Sometimes though I wonder whether perhaps we should have been slightly more specific about what we wanted in abundance, especially now, when our ducks have produced brood after brood of ducklings, which seem to be thriving all too abundantly, with far fewer casualties than most years.
Ducks are notoriously bad mothers. My sister-in-law has regularly been traumatised by losing ducklings to birds of prey, snakes, or simply to their mothers letting them get cold and wet on a chilly spring day. Several years back it got so that the only way of raising the next generations was to take them away from their mothers and raise them under a light until they were big enough to weather the big wild world on their own.
|Setting up a pen to raise the first brood this year|
About three years ago we were down to one lone duck after an eagle picked the rest off one by one, and we had to advertise in the lonely hearts column for two more ducks to keep him company. Last year however one mother duck successfully raised two broods, immediately laying a second clutch of eggs after her first eight ducklings were whisked off to be raised in safety. We were suddenly up to twenty or so ducks on the farm.
This year her offspring have proved remarkably dedicated to their reproductive duties and, over the past month, no fewer than seven mama ducks have emerged from the bushes proudly leading lines of fluffy yellow or brown ducklings. The first two broods (of eight and twelve respectively) were duly taken to a safe warm box of straw to be raised. The next ones were herded into the duck pens with their mothers to be kept safe from predators but take their chance with the vagaries of ducky mothering abilities. Mamas five and six were also penned in a big run on our stoep to keep them safe.
By the time we got to Mama duck number seven there was nowhere left to pen her, so she was allowed to roam free. She’s amazed us by only losing one duckling so far and being a remarkably good mother. She supervises water play and calls them out to get warm and preen feathers after they've had long enough. She keeps them warm and hidden away at night and has restored our faith in ducks instinctive mothering skills. We then started feeling bad about one penned mama who was getting very frustrated with her captivity, so we thought we’d give her a shot at raising her ducklings free range too. They were a week old already, still cute and fluffy but not as tiny and vulnerable as newly hatched ones.
So before the girls went off to school today, we caught the whole family, took them to a nice area of bushes and released them. After five minutes of the girls running around after her with the ducklings that had got left behind, mama duck seemed to have calmed down and have all her ducklings under control. Until, that is, free-range mama duck arrived at the water run-off with her brood. This is where the grey water runs out into a small ditch and is a favourite duck playground and wallowing area.

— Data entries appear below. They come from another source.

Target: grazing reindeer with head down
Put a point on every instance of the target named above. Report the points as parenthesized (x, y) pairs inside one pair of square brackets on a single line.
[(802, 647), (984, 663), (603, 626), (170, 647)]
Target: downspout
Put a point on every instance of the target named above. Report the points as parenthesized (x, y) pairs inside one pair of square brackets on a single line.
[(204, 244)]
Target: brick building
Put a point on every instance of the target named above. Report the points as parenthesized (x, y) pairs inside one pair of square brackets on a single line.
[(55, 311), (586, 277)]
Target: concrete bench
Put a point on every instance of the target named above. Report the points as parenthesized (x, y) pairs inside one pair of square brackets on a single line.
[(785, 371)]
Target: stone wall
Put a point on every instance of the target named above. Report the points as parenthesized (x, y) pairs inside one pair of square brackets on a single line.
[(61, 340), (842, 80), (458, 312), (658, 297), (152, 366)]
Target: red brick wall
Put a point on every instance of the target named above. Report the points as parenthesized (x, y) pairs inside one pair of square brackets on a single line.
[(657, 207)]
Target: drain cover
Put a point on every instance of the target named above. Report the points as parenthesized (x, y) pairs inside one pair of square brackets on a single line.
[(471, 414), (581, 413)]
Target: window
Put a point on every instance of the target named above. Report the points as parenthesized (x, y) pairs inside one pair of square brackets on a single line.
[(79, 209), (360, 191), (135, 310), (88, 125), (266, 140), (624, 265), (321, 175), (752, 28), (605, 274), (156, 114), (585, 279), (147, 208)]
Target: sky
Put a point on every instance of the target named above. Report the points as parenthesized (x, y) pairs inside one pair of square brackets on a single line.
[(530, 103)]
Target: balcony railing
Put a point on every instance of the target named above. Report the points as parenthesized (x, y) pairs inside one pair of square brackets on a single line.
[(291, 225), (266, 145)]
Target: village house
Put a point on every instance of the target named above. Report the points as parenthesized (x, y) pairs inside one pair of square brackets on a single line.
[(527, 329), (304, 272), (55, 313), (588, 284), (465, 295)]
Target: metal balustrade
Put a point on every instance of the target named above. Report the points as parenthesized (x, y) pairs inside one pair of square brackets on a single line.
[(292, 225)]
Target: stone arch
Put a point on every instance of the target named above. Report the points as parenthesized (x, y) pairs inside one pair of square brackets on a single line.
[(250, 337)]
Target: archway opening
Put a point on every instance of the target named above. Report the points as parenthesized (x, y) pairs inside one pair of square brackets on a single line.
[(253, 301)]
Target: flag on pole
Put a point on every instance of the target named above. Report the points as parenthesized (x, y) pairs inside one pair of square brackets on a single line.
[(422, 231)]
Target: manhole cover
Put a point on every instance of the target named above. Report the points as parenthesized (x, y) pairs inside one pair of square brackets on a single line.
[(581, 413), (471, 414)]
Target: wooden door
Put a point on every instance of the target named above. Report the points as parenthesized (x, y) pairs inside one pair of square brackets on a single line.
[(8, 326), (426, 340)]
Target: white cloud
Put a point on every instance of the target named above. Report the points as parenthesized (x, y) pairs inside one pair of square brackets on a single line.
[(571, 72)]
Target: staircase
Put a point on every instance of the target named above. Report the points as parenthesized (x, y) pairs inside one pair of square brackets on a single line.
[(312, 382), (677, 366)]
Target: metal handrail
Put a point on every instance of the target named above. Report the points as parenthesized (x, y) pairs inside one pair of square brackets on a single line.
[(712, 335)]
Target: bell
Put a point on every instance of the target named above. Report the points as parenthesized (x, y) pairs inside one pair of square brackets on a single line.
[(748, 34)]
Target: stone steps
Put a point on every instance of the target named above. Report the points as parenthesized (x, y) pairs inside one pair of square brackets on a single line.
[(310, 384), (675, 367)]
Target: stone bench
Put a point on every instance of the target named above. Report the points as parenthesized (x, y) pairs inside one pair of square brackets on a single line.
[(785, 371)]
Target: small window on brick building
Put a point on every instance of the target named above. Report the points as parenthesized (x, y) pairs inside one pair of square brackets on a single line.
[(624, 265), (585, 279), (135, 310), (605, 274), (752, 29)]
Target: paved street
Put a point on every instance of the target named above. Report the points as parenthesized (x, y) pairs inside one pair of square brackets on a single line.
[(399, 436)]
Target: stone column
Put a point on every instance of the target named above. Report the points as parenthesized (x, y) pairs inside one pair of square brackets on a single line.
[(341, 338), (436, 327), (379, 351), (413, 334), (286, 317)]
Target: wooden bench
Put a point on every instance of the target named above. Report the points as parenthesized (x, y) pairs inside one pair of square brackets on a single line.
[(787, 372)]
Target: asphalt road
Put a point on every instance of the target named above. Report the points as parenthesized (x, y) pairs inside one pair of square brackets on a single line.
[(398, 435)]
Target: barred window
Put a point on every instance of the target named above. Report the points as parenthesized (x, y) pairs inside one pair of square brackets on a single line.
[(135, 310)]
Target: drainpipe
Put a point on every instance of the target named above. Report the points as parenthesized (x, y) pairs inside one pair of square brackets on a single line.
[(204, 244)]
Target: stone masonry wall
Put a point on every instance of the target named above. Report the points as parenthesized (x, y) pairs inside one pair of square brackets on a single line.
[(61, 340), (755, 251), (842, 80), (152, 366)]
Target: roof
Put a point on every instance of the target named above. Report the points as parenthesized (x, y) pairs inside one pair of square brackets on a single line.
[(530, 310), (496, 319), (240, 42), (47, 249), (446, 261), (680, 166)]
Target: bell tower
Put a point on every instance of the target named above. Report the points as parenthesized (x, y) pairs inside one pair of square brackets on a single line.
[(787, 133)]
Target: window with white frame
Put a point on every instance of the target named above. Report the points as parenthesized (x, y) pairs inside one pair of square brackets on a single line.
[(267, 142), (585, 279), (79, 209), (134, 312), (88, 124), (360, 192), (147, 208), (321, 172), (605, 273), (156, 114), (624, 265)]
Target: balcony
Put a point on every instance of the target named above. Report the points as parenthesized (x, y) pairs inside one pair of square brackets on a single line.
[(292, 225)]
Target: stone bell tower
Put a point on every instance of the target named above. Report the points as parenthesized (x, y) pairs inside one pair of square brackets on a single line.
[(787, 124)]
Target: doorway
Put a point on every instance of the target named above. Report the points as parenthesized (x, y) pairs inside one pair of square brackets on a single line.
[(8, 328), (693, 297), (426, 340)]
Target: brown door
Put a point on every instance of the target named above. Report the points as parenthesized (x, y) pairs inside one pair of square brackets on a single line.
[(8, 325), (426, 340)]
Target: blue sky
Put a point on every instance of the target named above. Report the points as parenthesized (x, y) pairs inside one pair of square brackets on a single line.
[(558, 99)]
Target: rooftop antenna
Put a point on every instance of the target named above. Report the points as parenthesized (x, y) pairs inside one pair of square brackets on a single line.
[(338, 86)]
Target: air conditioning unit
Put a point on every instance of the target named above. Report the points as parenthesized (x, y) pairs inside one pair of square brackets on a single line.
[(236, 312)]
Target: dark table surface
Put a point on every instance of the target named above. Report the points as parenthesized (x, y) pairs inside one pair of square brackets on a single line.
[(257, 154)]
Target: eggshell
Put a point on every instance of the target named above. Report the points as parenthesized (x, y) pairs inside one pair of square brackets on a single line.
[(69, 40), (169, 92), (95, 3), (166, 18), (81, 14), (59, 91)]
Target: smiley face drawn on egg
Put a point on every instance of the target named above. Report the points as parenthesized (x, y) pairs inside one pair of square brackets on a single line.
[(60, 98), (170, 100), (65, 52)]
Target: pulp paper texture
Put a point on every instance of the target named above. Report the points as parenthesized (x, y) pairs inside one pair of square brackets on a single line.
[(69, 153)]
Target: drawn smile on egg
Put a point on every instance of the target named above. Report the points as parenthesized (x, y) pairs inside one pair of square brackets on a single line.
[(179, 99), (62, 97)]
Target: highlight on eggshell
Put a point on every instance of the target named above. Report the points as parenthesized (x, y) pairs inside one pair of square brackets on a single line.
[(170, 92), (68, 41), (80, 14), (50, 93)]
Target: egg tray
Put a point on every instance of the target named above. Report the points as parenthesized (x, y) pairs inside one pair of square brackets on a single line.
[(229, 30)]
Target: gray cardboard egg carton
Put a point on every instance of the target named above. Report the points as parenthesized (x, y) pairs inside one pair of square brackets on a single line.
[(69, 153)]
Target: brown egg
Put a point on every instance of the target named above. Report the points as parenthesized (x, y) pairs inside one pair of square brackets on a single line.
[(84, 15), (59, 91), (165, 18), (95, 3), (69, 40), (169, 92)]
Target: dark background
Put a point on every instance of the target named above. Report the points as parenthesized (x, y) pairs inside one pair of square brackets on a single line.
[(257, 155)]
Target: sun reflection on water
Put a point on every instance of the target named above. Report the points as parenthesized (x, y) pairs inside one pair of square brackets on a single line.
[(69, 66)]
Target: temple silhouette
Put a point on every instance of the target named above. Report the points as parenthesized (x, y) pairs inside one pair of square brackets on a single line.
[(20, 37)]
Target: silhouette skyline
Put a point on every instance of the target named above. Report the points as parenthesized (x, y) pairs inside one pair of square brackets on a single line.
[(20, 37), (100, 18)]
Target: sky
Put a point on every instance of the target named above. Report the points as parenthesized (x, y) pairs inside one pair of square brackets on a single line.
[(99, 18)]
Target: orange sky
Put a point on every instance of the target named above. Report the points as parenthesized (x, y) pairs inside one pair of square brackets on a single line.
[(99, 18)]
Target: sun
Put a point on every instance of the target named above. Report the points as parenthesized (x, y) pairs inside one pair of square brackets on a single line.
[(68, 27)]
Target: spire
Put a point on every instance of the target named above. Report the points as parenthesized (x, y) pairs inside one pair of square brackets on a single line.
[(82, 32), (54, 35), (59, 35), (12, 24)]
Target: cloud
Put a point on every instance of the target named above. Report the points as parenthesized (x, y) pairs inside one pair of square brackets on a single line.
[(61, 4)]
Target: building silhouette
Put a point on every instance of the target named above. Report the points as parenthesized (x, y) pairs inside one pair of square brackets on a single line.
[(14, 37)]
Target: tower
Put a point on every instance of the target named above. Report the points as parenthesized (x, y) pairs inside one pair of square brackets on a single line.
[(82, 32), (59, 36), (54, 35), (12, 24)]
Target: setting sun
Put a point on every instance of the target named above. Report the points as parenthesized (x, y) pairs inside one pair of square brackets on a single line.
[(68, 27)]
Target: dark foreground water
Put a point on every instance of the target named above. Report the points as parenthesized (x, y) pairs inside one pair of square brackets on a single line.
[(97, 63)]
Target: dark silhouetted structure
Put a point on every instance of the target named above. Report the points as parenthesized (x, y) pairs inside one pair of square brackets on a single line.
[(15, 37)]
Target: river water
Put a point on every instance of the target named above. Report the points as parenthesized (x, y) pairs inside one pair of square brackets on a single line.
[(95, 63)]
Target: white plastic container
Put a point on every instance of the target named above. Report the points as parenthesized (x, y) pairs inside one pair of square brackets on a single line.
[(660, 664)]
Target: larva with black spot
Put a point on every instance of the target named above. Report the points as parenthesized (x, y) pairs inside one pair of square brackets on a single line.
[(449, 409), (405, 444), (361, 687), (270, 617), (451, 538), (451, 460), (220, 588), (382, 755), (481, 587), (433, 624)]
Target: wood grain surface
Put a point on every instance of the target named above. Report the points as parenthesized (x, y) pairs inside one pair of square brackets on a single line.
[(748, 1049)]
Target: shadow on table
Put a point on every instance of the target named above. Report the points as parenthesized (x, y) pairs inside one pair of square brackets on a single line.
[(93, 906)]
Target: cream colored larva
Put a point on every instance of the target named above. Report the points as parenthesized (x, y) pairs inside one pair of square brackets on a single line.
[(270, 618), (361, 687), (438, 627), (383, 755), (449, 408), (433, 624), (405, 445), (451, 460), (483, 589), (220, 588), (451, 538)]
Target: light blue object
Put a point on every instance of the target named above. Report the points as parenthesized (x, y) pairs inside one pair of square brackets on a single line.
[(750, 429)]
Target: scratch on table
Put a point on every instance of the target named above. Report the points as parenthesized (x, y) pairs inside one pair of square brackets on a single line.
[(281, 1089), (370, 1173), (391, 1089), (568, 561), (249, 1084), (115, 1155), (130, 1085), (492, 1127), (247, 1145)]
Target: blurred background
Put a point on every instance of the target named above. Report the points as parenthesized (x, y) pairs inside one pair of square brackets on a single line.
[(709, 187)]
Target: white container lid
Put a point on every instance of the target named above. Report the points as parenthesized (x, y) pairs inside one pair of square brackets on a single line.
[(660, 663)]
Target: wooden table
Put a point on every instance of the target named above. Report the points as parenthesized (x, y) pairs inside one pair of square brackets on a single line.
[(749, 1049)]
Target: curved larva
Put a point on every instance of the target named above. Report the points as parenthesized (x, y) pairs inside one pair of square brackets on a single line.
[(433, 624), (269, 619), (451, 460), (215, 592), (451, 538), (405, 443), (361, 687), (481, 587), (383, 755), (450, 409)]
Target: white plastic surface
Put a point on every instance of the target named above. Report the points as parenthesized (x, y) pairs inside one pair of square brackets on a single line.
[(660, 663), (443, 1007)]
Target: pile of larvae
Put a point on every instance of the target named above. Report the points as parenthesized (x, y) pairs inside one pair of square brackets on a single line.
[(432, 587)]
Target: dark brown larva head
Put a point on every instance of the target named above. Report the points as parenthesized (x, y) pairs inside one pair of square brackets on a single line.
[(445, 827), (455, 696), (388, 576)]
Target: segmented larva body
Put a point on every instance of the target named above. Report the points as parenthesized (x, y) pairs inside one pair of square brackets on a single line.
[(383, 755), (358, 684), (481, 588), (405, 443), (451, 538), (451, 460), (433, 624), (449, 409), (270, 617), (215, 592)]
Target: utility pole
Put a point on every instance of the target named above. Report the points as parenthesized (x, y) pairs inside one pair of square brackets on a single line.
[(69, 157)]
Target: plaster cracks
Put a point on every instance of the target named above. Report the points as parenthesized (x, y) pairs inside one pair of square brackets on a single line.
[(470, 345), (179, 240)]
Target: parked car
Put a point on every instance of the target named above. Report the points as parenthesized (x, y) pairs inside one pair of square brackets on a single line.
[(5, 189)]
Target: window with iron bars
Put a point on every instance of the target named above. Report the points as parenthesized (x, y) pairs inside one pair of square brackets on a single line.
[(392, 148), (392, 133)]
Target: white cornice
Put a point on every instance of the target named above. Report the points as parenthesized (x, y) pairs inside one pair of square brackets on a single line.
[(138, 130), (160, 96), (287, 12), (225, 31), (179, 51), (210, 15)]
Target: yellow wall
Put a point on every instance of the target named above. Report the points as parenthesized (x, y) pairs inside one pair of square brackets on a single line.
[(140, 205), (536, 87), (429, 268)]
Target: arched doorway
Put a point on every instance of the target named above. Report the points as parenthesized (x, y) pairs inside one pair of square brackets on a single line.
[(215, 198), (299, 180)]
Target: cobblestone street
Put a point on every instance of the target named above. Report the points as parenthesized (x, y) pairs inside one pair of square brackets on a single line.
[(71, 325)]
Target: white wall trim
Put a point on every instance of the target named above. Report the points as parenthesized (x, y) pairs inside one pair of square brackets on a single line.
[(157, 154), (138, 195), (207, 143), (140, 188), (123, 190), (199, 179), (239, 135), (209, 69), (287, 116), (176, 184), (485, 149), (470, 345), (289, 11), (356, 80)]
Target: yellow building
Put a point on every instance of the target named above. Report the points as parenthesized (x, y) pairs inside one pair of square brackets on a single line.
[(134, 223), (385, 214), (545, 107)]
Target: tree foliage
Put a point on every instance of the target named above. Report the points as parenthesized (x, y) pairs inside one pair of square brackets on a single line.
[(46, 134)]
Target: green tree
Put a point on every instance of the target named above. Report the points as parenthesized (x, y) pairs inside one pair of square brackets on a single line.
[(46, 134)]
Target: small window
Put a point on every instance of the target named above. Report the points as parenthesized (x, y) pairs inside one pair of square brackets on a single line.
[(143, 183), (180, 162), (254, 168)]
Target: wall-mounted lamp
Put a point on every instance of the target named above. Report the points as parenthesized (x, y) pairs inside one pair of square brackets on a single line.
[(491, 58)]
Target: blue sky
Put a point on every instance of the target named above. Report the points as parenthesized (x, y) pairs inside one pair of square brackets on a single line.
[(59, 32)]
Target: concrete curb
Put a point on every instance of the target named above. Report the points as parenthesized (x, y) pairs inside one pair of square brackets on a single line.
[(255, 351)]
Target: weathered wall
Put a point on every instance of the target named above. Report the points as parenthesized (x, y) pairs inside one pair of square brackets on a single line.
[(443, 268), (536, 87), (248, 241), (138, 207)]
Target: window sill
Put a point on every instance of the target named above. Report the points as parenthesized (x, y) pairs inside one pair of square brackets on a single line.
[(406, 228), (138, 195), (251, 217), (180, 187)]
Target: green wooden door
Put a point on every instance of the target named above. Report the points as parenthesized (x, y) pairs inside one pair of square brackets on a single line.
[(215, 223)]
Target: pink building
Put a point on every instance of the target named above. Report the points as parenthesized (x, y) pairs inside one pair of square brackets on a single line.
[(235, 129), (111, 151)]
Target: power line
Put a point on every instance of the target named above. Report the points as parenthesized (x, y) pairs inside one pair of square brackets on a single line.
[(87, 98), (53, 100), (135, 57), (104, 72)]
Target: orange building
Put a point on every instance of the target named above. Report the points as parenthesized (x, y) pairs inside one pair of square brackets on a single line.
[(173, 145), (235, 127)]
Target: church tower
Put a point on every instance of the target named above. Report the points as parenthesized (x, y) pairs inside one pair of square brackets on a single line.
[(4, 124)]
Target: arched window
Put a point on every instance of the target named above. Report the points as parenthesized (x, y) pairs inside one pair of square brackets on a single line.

The newly-freed ducklings rushed off to join the free-range brood and played happily in the water for ages. By the time free-range mama called her family out of the water to preen their feathers, the other ducklings had so far identified with their new friends that they went and joined free-range mama, copying all their movements.
|Duck grooming session|
Their own mama meanwhile was wandering around quacking desultorily, looking for them in all the wrong places. Even when we shooed her down the hill to join them, she didn’t seem to recognise them as her own. Three of them wandered towards her, then changed their mind and ran back to their new friends. In no time free-range mama had a family of fifteen clustering around her and other mama was quacking around distractedly any time she remembered, in between having a nice bath herself and forgetting about them entirely.
I was inclined to leave things as they were, free-range mama seeming to be quite happy with her extra large family, but in the end distracted mama was given a slightly larger pen area and put back in with most of her babies. One of hers has remained with free-range mama and nobody seems to mind the swap.
|Distracted mama duck re-assigned to high density housing|
The first hatchlings now have their adult feathers and are ready for new homes. I think we’ll be repopulating the entire local area with ducks at this rate, so if you hear of Cape Town being overrun by a mysterious plague of ducklings next spring, it may well be our ducks to blame. Unless of course this was a freak breeding season and next year we go back to cocooning our few precious survivors once again.
We are lucky enough to have an abundance of strawberries too this season, so I’m not going to complain about the Universe’s generosity. Just need to get jamming to show that I really do appreciate it!